The western side of the street on which Numbers 10 and 11 stand was slow to be developed, with large tracts remaining unbuilt as late as the early 1750s. The site of the two houses, with a 47' 6'' frontage to South Frederick Street, was sold by Wilde to David Fleming, merchant, in July 1752, who possibly built the two houses. It is likely that Number 10 was the first to be developed, with Number 11 subsequently erected to a more imposing standard.
Development
The earliest houses on the street were originally fronted with curvilinear gables, commonly known as 'Dutch Billies', such as the surviving terrace of houses on the east side that still feature stark triangular gables and closet returns to the rear. Number 10 appears to have slightly bucked this trend due to its late development date and might be classified as a ‘transitional’ style house - i.e. a house that includes both older and newer features in the evolution of 18th-century house design. This includes the flat parapet fronting the street – a new addition to modest Dublin houses of the 1750s - while in every other respect Number 10 conforms to the classic Dutch Billy typology. Features of this older, established way of building includes the cruciform-shaped roof, a projecting closet return to the rear and a saw-tooth outline of gables to the rear wall and return.

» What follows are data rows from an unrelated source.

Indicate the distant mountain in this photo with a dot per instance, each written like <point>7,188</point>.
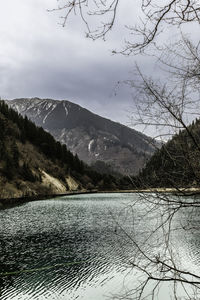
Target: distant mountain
<point>91,137</point>
<point>32,163</point>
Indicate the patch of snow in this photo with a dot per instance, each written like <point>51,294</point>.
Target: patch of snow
<point>90,145</point>
<point>53,107</point>
<point>66,111</point>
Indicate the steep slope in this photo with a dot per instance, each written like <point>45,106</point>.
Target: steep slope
<point>177,163</point>
<point>92,137</point>
<point>33,163</point>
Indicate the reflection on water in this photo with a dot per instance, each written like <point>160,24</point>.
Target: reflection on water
<point>69,248</point>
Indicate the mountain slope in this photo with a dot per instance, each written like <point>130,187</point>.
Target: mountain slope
<point>177,163</point>
<point>92,137</point>
<point>33,163</point>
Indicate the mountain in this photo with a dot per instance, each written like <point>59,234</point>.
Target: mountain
<point>32,163</point>
<point>91,137</point>
<point>177,163</point>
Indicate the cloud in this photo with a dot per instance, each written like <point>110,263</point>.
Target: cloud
<point>40,58</point>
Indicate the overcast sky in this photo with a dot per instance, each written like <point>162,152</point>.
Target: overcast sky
<point>39,58</point>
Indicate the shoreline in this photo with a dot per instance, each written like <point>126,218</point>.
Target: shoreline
<point>11,202</point>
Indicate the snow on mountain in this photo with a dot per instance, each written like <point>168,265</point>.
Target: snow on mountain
<point>90,136</point>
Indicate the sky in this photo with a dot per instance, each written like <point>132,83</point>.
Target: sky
<point>40,58</point>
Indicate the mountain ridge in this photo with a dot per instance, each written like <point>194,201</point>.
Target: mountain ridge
<point>92,137</point>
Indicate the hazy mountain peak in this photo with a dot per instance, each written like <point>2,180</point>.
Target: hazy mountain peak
<point>90,136</point>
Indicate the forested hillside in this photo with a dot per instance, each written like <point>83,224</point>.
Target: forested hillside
<point>177,163</point>
<point>33,163</point>
<point>93,138</point>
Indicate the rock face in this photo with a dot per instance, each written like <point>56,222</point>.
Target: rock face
<point>92,137</point>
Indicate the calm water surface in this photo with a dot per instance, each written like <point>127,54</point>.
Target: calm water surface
<point>76,247</point>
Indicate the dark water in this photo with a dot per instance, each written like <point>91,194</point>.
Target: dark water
<point>76,247</point>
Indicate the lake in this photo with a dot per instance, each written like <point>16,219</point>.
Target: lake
<point>83,246</point>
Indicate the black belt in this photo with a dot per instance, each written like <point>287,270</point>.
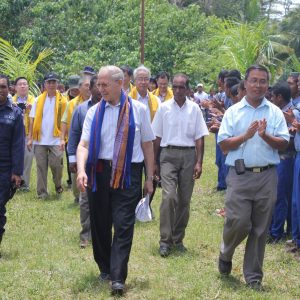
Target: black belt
<point>109,162</point>
<point>259,169</point>
<point>179,147</point>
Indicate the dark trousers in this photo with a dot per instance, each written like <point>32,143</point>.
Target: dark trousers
<point>114,207</point>
<point>222,168</point>
<point>282,210</point>
<point>250,199</point>
<point>4,194</point>
<point>69,180</point>
<point>296,202</point>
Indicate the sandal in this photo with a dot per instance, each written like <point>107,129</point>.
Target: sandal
<point>59,190</point>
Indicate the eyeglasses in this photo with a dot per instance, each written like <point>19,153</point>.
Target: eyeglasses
<point>141,79</point>
<point>255,82</point>
<point>180,87</point>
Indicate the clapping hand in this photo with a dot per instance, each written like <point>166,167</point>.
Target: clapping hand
<point>262,125</point>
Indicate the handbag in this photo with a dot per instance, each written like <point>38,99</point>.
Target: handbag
<point>143,211</point>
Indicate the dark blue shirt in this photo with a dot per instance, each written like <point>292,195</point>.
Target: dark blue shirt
<point>76,128</point>
<point>12,139</point>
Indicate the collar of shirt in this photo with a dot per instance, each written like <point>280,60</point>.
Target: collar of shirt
<point>140,98</point>
<point>296,101</point>
<point>176,104</point>
<point>287,106</point>
<point>8,103</point>
<point>244,103</point>
<point>22,99</point>
<point>107,104</point>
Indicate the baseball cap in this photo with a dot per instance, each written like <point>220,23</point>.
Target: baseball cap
<point>73,82</point>
<point>88,70</point>
<point>51,76</point>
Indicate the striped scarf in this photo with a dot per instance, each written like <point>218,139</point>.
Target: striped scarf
<point>123,146</point>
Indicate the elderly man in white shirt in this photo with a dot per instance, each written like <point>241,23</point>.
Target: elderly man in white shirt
<point>180,129</point>
<point>116,140</point>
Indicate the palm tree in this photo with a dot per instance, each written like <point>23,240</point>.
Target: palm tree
<point>239,45</point>
<point>15,63</point>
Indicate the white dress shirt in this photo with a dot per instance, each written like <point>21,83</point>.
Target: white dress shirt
<point>47,127</point>
<point>143,130</point>
<point>179,126</point>
<point>145,101</point>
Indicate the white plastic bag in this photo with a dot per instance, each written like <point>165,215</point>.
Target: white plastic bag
<point>143,211</point>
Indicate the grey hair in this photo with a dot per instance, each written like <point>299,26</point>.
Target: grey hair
<point>114,72</point>
<point>84,78</point>
<point>141,68</point>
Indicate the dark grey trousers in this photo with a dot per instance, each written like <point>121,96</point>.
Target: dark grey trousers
<point>249,203</point>
<point>176,170</point>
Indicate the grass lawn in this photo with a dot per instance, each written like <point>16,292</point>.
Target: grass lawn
<point>41,258</point>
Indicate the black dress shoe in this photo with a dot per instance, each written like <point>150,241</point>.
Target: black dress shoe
<point>164,251</point>
<point>117,288</point>
<point>224,267</point>
<point>104,277</point>
<point>255,285</point>
<point>180,248</point>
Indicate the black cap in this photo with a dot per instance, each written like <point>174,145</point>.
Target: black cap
<point>51,76</point>
<point>89,70</point>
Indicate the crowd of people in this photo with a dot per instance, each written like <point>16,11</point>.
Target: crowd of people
<point>122,125</point>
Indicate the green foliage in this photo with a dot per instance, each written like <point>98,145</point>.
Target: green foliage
<point>239,45</point>
<point>15,63</point>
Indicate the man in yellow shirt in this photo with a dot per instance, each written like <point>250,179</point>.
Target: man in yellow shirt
<point>84,94</point>
<point>73,87</point>
<point>163,92</point>
<point>44,133</point>
<point>24,101</point>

The main indicator that Number 10 may have been one of the first non-gabled merchant houses built on a fashionable street in Dublin was the survival of the old-fashioned exposed box windows to the top floor until the late 20th century. These would almost certainly have been replaced in the late 18th or early 19th centuries if the present parapet had been rebuilt from an earlier gable. Evidence of early modification in other parts of the house include the handsome Wyatt window – named after the architect James Wyatt who popularised the design – at ground floor level. This replaced a former pair of windows at ground floor level, as was commonly carried out in Dublin during the era when window tax was levied on the number of windows in a building. The tax operated in Ireland from 1799 until 1822.
Opposite: The distinctive sawtooth outline of the rear gable to Number 10 with its matching closet return and exposed sash box window frames. This was the typical arrangement of merchant house rear elevations in Dublin until the mid-18th century.
Interior
Internally, Number 10 hosts a massive central chimneystack that is shared between the front and back rooms on every floor, resulting in delightful corner fireplaces so typical of early 18th-century Dublin houses. The layout consists of a standard two-room plan with a sequence of attractive panelled rooms with original cornices in timber and plaster. A closet return to the back elevation, comprising of a single room on each floor, runs the full height of the house.
An impressively robust closed-string staircase is situated at the rear of the building with double newel posts terminating the balustrades, a low wide handrail and gentle gradient steps. The hallway and staircase is also half panelled with raised and fielded panelling up to dado level. At first floor level, some full height panelling had survived and this formed the basis for reinstatement during the restoration project.